The Nuclear Caucus is a group committed to preserving nuclear power as an energy option in Pennsylvania.
"TMI in a sense, points us to a much larger issue regarding the wholesale electricity market. I think that's the heart of the issue, and that's what we really have to take a look at," Aument said.
Exelon Generation recently lost out in the wholesale energy market to to sell the electricity generated at TMI for the third year in a row. The failure to sell electricity in the future may leave some looking for a bailout.
"A bailout or subsidy type approach that we've seen in other states such as Illinois and New York, I don't believe that's sound public policy, nor do I believe its politically viable in Pennsylvania," Aument said.
While TMI may have lost the energy auction on price, Aument believes the market should consider more than just the lowest price for electricity.
Instead, Aument suggests the market should compare the various differences among nuclear, natural gas, coal and other energy sources today, tomorrow and in the future.
"As we think about energy, we have to take much more into account. We have to take the economic impact, we have to take into account the environmental impact.

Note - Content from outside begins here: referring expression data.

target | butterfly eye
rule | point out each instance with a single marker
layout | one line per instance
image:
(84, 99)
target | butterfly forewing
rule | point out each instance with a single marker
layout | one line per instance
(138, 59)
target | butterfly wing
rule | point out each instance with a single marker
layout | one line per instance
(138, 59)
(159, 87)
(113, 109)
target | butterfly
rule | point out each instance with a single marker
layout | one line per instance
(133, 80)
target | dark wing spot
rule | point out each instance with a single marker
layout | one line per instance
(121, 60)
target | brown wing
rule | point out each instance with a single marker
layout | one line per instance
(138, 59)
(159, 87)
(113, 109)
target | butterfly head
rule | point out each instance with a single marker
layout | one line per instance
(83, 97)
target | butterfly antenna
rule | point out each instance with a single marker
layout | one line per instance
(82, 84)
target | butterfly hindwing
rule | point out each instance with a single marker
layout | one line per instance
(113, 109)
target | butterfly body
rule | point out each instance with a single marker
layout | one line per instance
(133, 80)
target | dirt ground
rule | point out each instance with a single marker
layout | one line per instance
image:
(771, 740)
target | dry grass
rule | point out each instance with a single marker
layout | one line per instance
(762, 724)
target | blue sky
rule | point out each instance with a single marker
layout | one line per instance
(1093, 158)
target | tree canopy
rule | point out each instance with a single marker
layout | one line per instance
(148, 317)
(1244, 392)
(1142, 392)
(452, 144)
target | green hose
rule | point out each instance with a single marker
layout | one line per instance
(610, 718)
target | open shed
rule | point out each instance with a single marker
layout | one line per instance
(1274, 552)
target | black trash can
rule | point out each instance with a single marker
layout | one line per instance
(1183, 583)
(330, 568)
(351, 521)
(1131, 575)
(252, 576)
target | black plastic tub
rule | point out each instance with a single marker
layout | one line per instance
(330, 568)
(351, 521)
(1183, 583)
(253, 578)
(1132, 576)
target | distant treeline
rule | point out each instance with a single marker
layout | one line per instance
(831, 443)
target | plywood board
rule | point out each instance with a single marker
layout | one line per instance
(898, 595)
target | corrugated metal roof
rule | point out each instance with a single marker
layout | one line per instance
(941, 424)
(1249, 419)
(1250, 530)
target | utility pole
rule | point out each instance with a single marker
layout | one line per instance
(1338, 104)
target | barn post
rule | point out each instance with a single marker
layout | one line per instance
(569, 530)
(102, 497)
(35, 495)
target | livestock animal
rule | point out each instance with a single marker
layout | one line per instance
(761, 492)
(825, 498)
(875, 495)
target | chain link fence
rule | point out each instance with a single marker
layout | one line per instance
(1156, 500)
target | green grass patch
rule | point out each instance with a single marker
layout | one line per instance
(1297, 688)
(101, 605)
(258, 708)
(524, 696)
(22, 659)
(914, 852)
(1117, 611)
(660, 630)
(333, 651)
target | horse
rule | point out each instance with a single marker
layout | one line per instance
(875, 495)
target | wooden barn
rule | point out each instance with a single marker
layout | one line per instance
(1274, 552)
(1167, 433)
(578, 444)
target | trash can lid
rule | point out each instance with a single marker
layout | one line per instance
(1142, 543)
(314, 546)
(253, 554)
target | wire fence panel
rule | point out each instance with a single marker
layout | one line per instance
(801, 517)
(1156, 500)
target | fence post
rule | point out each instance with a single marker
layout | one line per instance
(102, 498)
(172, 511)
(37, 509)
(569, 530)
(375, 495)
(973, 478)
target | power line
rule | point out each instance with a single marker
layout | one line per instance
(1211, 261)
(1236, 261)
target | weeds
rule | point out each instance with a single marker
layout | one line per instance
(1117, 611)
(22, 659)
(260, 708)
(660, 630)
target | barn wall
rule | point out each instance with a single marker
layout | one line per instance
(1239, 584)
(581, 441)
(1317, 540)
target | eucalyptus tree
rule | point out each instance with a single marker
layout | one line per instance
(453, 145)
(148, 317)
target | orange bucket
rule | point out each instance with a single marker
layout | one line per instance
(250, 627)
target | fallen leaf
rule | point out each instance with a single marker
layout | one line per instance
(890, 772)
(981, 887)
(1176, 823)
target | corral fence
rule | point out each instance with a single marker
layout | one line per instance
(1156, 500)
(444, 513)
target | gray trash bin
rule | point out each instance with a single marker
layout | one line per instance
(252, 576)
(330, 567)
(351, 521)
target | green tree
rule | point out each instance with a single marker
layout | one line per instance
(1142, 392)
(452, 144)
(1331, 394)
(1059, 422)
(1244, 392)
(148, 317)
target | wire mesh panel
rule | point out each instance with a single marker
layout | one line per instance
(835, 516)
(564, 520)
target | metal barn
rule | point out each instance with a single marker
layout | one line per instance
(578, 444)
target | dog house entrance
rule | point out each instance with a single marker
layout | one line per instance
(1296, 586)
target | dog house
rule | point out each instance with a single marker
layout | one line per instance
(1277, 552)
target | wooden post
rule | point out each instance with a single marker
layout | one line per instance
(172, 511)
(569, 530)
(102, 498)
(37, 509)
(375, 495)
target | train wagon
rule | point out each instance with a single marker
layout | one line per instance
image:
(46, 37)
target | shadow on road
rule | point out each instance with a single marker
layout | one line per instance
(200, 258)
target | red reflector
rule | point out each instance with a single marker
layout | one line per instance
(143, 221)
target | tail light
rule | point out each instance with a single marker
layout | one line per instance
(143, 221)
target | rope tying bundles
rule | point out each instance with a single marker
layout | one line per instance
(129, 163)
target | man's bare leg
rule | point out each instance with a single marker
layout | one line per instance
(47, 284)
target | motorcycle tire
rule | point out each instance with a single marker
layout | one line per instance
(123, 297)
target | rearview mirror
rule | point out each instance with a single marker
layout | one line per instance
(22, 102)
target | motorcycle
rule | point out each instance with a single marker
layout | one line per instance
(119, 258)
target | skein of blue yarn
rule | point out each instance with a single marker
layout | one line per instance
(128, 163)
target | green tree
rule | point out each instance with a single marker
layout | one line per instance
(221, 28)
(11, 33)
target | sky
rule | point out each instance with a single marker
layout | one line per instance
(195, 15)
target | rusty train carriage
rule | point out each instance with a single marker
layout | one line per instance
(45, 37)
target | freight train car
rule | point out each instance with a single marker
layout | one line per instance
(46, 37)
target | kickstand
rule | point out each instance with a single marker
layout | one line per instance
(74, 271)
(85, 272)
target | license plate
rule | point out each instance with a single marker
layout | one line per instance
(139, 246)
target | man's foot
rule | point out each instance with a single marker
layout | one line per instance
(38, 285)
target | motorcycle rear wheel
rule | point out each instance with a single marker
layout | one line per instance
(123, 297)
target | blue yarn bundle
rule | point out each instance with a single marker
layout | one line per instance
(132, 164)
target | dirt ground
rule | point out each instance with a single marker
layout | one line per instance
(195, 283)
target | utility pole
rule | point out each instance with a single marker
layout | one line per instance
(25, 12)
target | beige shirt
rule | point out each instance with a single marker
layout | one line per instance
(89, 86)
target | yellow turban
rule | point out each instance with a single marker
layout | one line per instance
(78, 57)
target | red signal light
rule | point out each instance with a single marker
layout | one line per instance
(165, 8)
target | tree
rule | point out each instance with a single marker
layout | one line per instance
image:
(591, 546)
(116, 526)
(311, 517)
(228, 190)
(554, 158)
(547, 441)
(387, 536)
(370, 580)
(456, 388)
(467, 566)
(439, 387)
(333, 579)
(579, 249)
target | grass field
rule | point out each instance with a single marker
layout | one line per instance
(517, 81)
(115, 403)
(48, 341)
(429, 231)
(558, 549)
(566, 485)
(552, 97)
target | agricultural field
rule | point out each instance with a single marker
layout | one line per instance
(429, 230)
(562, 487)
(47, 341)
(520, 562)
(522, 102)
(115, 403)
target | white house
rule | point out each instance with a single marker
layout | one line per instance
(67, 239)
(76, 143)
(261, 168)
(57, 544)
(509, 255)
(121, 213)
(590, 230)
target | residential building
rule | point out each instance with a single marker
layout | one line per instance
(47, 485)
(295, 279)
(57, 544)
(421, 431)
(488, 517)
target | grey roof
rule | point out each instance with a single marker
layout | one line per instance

We have to take into account reliability" Aument said.
The Three Mile Island nuclear power plant overcame a partial meltdown in 1979, and has continued to operate for nearly 40 years since.
Unless it's operator finds a solution at the Capitol, the future of TMI appears dim.
"I think if they believe there's an opportunity for legislation to advance, then the course could be reversed, but obviously once they start down this path of the decommissioning, you can't turn that switch back on," Aument said.
Unless someone introduces legislation sometime before 2019, Senator Aument said there currently is no bailout bill for TMI at the Capitol.